Wednesday, September 22, 2010
My Life is Lame
Which is PROBABLY why I have such a difficult time thinking of things to blog about. But according to my bestie I'm quite entertaining and perhaps should rethink this blog thing and post more often. So I figure, well, lists work for a lot of people so I'll try lists...but my lists are lame. Then I think, well I could always complain about Mr. Allgrowedup, or the kids...but lots of folks do that and it got old really quickly. So then I'm like, stories from my past? Whiskey Tango Foxtrot OVER, what DO I write about?
So that's where the blog has lead...I'm going to start this post with the top ten reasons my life is lame. It may very well include complaints about the fam and stories from my past. Enjoy.
10) I get excited by staying on budget at the grocery store. That's right. I count my few pennies down to the half cent and throw a celebration in the checkout line that makes the Playboy Mansion look like a Library when I come in under budget.
9) I get one date with my husband once every six months or so. We always go to a casino where we inevitably split up because we have different tastes in gambling choices. I like slots, he likes roulette. Ahhhh...romance.
8) I sport cut off sweat pants covered in paint from a Summer Stock Theatre program I did in college and actually ask myself daily "Does this make my butt look big?" because asking my husband such a silly question will get a retort along the lines of "Something needs to..." leave it to a man to exploit my self esteem issues about my non existant ass.
7) I dress my kids to the nines to run to the corner store. Gotta do something to fill the hours in the day, and my girls are hella cute rocking their hairbows in their car seats while Mommy runs in for beer and Dr. Pepper.
6) I use Facebook as an educational tool for my 2 year old. That's right. My kid learned her farm animal sounds from a game on Facebook. Who needs a See-n-Say when you have live action cartoon cows that you can feed?

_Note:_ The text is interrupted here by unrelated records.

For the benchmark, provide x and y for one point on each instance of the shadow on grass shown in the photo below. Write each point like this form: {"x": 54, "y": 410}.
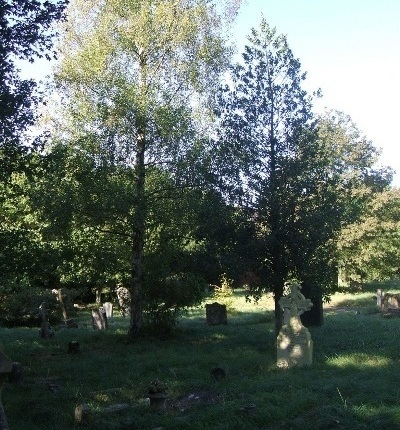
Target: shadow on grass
{"x": 353, "y": 382}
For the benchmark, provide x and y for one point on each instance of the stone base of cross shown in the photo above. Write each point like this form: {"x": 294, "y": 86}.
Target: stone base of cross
{"x": 294, "y": 343}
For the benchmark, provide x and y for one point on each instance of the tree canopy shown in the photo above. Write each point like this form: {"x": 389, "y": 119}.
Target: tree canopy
{"x": 26, "y": 33}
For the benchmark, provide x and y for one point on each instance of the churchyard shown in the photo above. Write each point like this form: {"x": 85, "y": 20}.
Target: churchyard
{"x": 216, "y": 376}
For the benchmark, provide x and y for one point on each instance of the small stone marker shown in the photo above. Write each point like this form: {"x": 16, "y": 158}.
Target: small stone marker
{"x": 294, "y": 344}
{"x": 73, "y": 347}
{"x": 5, "y": 370}
{"x": 99, "y": 319}
{"x": 108, "y": 307}
{"x": 124, "y": 300}
{"x": 216, "y": 314}
{"x": 17, "y": 373}
{"x": 379, "y": 297}
{"x": 45, "y": 330}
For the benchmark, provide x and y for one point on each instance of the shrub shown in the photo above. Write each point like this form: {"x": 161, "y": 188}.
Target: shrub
{"x": 20, "y": 307}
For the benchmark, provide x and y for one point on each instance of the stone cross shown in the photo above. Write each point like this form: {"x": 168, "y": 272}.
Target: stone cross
{"x": 5, "y": 370}
{"x": 295, "y": 304}
{"x": 294, "y": 344}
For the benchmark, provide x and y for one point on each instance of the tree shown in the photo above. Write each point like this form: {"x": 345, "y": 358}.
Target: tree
{"x": 297, "y": 172}
{"x": 369, "y": 248}
{"x": 264, "y": 115}
{"x": 26, "y": 34}
{"x": 130, "y": 72}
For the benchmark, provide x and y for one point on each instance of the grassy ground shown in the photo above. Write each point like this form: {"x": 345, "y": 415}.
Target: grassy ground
{"x": 353, "y": 383}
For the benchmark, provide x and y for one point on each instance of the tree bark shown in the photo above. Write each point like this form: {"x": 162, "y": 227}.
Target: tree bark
{"x": 138, "y": 236}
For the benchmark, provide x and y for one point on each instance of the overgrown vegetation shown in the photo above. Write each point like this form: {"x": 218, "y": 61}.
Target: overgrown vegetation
{"x": 352, "y": 383}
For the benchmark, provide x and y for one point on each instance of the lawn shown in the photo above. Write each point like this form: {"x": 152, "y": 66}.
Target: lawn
{"x": 353, "y": 383}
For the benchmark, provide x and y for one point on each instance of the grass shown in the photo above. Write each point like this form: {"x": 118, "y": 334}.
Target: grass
{"x": 353, "y": 382}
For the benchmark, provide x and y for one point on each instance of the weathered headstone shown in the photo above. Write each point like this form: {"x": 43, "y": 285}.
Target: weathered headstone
{"x": 17, "y": 373}
{"x": 391, "y": 301}
{"x": 294, "y": 344}
{"x": 73, "y": 347}
{"x": 124, "y": 300}
{"x": 379, "y": 297}
{"x": 108, "y": 307}
{"x": 216, "y": 314}
{"x": 99, "y": 319}
{"x": 5, "y": 370}
{"x": 45, "y": 330}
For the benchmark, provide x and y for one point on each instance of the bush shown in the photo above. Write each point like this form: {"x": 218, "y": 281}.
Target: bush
{"x": 165, "y": 300}
{"x": 20, "y": 307}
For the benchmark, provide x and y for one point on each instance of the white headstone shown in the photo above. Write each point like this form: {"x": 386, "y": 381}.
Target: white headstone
{"x": 294, "y": 344}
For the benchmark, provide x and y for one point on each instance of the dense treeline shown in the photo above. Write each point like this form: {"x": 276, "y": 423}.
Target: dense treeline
{"x": 156, "y": 176}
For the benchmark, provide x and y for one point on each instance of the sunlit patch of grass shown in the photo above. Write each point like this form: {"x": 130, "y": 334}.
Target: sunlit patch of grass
{"x": 359, "y": 360}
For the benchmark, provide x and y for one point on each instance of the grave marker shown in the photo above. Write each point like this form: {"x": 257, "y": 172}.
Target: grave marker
{"x": 216, "y": 314}
{"x": 294, "y": 344}
{"x": 5, "y": 370}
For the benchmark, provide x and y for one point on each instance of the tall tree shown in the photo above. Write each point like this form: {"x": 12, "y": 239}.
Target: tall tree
{"x": 25, "y": 34}
{"x": 132, "y": 73}
{"x": 298, "y": 173}
{"x": 369, "y": 248}
{"x": 263, "y": 116}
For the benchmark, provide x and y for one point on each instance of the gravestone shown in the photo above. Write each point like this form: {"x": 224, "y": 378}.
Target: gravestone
{"x": 73, "y": 347}
{"x": 17, "y": 373}
{"x": 124, "y": 300}
{"x": 379, "y": 297}
{"x": 216, "y": 314}
{"x": 99, "y": 319}
{"x": 294, "y": 344}
{"x": 391, "y": 301}
{"x": 5, "y": 370}
{"x": 45, "y": 330}
{"x": 108, "y": 307}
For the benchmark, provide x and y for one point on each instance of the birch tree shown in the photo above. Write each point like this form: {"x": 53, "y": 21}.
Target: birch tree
{"x": 132, "y": 74}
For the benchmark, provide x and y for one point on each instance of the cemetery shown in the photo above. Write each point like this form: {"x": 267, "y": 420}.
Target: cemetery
{"x": 231, "y": 375}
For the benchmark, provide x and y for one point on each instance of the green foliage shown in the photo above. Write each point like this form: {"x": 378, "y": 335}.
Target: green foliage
{"x": 351, "y": 384}
{"x": 20, "y": 307}
{"x": 369, "y": 248}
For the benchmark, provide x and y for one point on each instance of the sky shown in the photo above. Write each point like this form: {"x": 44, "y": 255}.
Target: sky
{"x": 351, "y": 50}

5) My TV is on Nick Jr. just about 24/7...even after the kids fall asleep. I'm too lazy to change it and besides I missed this episode of Yo Gabba Gabba while I was preparing lunch...Gotta see what my Boy DJ Lance is up to today.

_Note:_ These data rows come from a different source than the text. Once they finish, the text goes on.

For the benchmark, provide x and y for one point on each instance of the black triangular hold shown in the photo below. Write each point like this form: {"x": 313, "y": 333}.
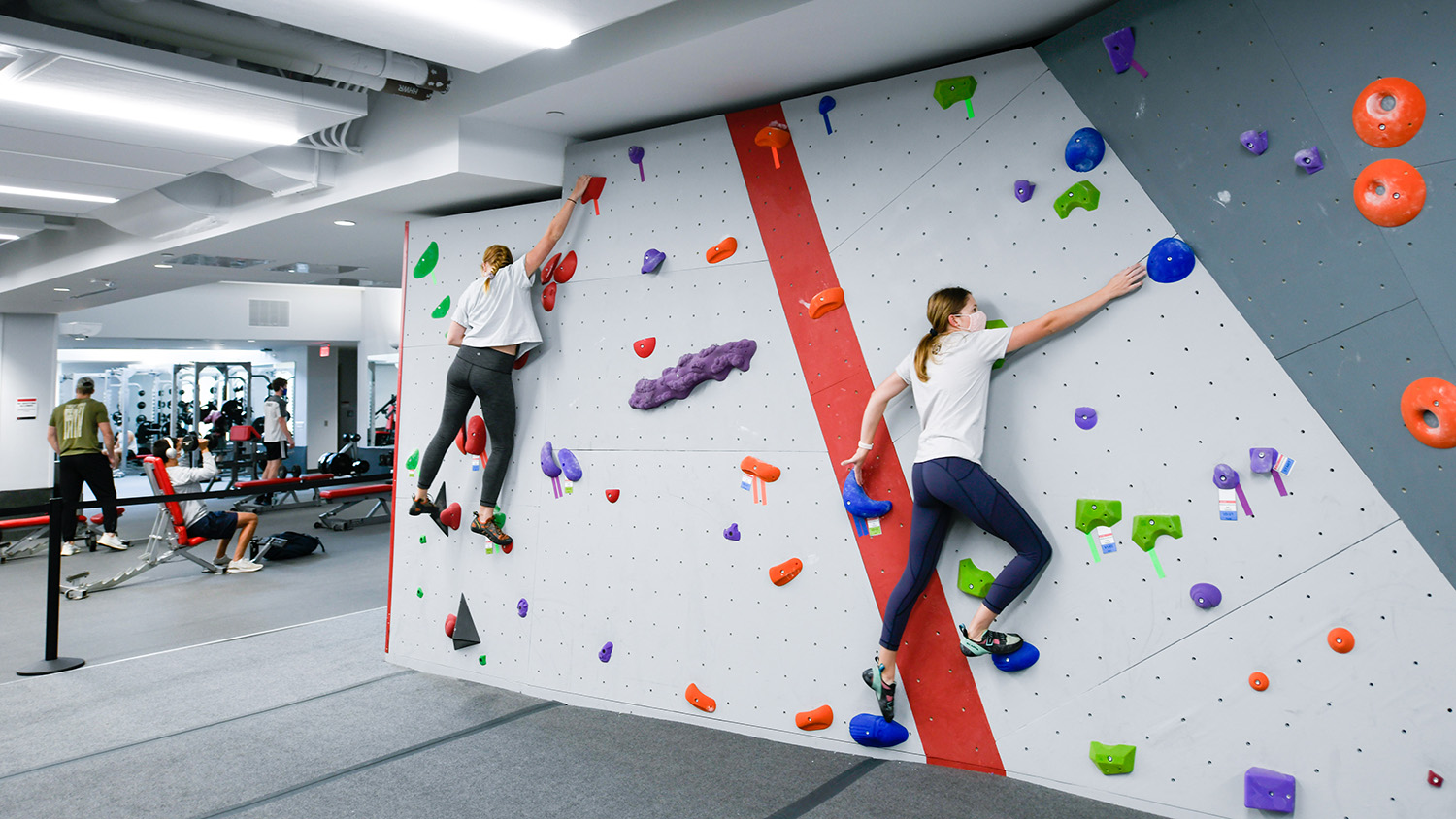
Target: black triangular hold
{"x": 465, "y": 627}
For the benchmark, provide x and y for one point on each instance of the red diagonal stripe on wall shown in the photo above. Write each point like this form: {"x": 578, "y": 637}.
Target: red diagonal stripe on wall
{"x": 934, "y": 675}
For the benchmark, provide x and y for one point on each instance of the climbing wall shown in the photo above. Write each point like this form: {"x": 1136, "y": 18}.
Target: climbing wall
{"x": 900, "y": 200}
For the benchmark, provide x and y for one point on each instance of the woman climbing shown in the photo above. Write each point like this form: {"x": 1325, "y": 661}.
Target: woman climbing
{"x": 492, "y": 323}
{"x": 949, "y": 377}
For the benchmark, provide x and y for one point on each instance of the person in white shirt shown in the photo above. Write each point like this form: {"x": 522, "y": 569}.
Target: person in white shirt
{"x": 200, "y": 521}
{"x": 949, "y": 376}
{"x": 492, "y": 325}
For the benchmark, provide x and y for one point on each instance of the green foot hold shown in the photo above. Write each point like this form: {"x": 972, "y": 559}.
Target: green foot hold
{"x": 973, "y": 579}
{"x": 1080, "y": 195}
{"x": 1092, "y": 513}
{"x": 1146, "y": 530}
{"x": 1112, "y": 758}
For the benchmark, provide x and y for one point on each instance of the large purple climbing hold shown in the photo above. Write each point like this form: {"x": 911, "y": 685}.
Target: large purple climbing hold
{"x": 692, "y": 370}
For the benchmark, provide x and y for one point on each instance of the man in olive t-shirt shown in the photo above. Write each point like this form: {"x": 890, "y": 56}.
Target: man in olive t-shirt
{"x": 78, "y": 431}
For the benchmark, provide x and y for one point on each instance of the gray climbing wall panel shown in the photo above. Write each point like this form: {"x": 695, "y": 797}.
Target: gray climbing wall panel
{"x": 1290, "y": 249}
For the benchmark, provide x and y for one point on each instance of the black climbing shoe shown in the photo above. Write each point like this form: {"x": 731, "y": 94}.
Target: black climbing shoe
{"x": 884, "y": 691}
{"x": 990, "y": 643}
{"x": 489, "y": 530}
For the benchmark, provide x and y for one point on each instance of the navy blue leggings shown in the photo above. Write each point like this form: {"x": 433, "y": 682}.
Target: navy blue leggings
{"x": 943, "y": 487}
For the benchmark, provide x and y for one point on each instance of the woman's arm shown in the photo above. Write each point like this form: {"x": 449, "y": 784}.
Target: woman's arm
{"x": 1121, "y": 284}
{"x": 558, "y": 226}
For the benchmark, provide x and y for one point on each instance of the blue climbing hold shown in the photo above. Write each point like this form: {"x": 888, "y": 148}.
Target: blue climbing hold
{"x": 1085, "y": 150}
{"x": 1170, "y": 261}
{"x": 873, "y": 731}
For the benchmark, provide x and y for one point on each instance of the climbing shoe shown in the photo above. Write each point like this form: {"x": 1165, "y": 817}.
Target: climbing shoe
{"x": 990, "y": 643}
{"x": 884, "y": 691}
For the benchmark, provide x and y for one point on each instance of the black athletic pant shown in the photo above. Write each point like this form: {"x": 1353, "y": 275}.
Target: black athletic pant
{"x": 943, "y": 487}
{"x": 92, "y": 469}
{"x": 477, "y": 373}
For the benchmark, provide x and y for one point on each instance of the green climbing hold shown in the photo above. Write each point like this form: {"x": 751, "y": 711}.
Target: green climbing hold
{"x": 1147, "y": 528}
{"x": 427, "y": 261}
{"x": 1080, "y": 195}
{"x": 1112, "y": 758}
{"x": 1092, "y": 513}
{"x": 973, "y": 579}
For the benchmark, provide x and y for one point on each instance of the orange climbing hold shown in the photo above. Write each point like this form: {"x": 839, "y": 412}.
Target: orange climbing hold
{"x": 701, "y": 700}
{"x": 818, "y": 719}
{"x": 826, "y": 300}
{"x": 783, "y": 572}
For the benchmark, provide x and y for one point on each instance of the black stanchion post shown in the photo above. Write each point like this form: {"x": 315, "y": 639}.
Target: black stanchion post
{"x": 52, "y": 603}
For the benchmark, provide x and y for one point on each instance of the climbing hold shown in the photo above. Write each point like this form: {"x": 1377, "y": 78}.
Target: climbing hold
{"x": 1269, "y": 790}
{"x": 1112, "y": 758}
{"x": 1085, "y": 150}
{"x": 873, "y": 731}
{"x": 1309, "y": 159}
{"x": 593, "y": 194}
{"x": 824, "y": 302}
{"x": 692, "y": 370}
{"x": 722, "y": 250}
{"x": 973, "y": 580}
{"x": 701, "y": 700}
{"x": 1170, "y": 261}
{"x": 1435, "y": 398}
{"x": 817, "y": 719}
{"x": 1257, "y": 142}
{"x": 772, "y": 137}
{"x": 952, "y": 90}
{"x": 1206, "y": 595}
{"x": 1388, "y": 127}
{"x": 1080, "y": 195}
{"x": 1021, "y": 659}
{"x": 427, "y": 261}
{"x": 783, "y": 572}
{"x": 635, "y": 157}
{"x": 1389, "y": 192}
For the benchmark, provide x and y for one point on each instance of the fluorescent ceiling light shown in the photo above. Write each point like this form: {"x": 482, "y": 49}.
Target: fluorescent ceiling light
{"x": 55, "y": 195}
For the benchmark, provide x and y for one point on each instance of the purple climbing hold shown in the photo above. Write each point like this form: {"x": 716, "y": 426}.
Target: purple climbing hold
{"x": 1206, "y": 595}
{"x": 1269, "y": 790}
{"x": 1257, "y": 142}
{"x": 692, "y": 370}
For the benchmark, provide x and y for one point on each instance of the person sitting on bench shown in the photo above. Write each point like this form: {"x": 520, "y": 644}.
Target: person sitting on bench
{"x": 200, "y": 521}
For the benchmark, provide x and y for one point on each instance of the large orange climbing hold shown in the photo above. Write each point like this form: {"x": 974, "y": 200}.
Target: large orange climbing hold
{"x": 762, "y": 470}
{"x": 1388, "y": 113}
{"x": 818, "y": 719}
{"x": 1389, "y": 192}
{"x": 701, "y": 700}
{"x": 826, "y": 300}
{"x": 1438, "y": 398}
{"x": 783, "y": 572}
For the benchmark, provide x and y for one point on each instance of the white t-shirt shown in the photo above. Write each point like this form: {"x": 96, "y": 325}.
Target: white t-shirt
{"x": 503, "y": 316}
{"x": 952, "y": 402}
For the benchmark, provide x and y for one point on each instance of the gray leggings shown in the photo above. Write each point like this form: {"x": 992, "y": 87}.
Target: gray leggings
{"x": 485, "y": 375}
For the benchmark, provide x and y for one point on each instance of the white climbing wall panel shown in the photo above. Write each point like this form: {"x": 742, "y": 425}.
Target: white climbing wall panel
{"x": 913, "y": 198}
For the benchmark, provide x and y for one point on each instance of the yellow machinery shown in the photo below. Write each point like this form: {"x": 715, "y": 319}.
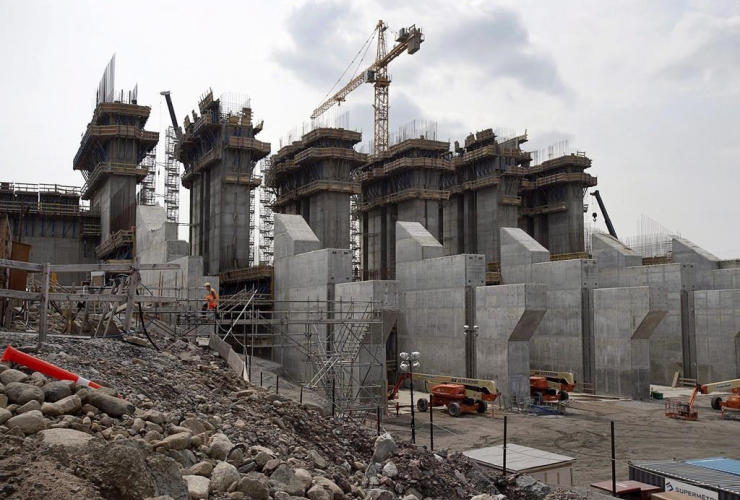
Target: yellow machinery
{"x": 550, "y": 386}
{"x": 459, "y": 395}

4) I spent a ridiculous amount of time handmaking the kiddos and myself shirts to sport at my son's soccer games. Hand glued rhinestones and a the never ending search for that shirt that was JUST the right color to match his team.

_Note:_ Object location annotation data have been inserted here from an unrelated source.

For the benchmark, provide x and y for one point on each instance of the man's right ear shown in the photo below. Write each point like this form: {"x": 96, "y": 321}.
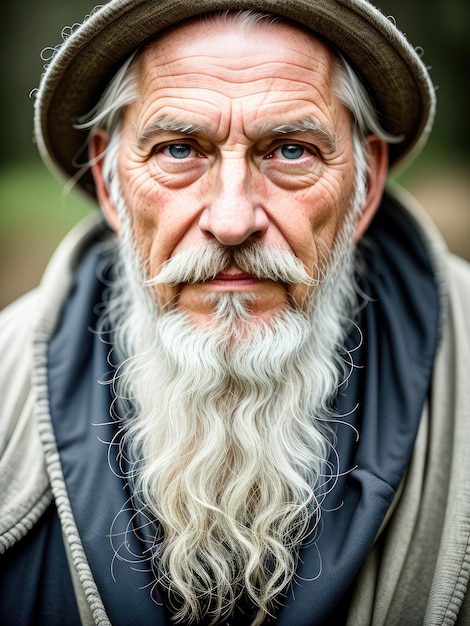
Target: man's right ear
{"x": 98, "y": 145}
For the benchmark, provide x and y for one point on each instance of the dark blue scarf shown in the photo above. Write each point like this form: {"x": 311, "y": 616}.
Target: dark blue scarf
{"x": 382, "y": 400}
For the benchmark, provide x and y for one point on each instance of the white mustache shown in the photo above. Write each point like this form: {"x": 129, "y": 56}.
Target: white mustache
{"x": 204, "y": 263}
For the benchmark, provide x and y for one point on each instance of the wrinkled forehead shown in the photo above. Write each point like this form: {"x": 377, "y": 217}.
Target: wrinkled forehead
{"x": 220, "y": 34}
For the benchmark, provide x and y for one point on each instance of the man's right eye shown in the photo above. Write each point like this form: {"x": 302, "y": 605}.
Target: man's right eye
{"x": 178, "y": 150}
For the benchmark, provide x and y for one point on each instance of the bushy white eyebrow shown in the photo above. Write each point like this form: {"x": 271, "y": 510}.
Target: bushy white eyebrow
{"x": 166, "y": 125}
{"x": 326, "y": 136}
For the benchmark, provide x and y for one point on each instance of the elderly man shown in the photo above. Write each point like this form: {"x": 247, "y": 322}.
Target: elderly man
{"x": 238, "y": 396}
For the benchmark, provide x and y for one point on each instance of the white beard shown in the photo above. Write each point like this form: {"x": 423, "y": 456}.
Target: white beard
{"x": 226, "y": 427}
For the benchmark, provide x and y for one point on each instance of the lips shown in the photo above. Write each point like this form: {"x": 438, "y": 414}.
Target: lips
{"x": 235, "y": 276}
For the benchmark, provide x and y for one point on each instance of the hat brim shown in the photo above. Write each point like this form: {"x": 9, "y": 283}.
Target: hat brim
{"x": 391, "y": 69}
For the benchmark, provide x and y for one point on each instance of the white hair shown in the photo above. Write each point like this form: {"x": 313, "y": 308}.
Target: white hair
{"x": 123, "y": 89}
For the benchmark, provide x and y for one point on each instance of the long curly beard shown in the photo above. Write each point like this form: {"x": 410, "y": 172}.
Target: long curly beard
{"x": 226, "y": 427}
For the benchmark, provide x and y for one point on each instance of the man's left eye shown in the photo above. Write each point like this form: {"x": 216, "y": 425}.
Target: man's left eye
{"x": 178, "y": 150}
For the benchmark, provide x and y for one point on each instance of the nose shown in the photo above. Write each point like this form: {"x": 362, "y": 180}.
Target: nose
{"x": 232, "y": 214}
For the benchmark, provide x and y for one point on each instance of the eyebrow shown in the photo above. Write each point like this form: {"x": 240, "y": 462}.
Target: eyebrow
{"x": 166, "y": 125}
{"x": 325, "y": 135}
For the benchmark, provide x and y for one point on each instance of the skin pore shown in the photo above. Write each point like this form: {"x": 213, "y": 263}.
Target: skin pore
{"x": 237, "y": 136}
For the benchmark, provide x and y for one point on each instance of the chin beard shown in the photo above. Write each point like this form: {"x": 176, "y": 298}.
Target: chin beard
{"x": 226, "y": 429}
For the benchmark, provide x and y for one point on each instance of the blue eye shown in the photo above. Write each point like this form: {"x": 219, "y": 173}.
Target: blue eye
{"x": 292, "y": 151}
{"x": 179, "y": 150}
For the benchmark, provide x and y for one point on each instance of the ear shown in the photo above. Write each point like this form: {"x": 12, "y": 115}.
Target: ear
{"x": 377, "y": 175}
{"x": 98, "y": 145}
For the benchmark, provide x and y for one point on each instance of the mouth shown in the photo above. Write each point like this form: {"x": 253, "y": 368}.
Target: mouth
{"x": 233, "y": 281}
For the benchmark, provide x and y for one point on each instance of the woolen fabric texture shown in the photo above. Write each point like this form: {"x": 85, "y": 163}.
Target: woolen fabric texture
{"x": 81, "y": 67}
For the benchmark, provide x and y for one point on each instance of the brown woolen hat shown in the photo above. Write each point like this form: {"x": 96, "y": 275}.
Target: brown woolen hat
{"x": 82, "y": 65}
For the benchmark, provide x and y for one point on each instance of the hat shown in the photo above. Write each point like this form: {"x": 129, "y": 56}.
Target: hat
{"x": 81, "y": 67}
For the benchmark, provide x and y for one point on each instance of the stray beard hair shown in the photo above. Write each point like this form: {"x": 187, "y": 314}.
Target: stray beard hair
{"x": 225, "y": 426}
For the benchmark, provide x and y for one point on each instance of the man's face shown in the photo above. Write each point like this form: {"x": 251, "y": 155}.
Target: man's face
{"x": 235, "y": 137}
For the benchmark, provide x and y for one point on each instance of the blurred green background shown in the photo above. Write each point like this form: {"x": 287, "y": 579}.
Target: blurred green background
{"x": 35, "y": 214}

3) I really like the Kardashian's. Not gonna follow their tweets or anything but I'd totally get drunk with those crazy bitches. And Lady Gaga...MAN to be a fly on the wall when that woman is writing a song... can you imagine "I think I will write about a guy named Alejandro...while wearing a meat bikini and fighting against Don't Ask Don't Tell..."
2) If it comes on E! It must be fact. Just sayin.
AND the number one reason my life is lame:
1) I've spent the last six months plotting on how to get this fugly ass travel trailer Mr. Allgrowedup bought out of my driveway, and other than turning it into scrap metal I'm really fresh out of ideas that won't get the law called on me. I'm open to suggestions.
(No really the piece of shits gotta go... someone help me figure it out...I don't have a lot of brain cells left to waste on that particular project.)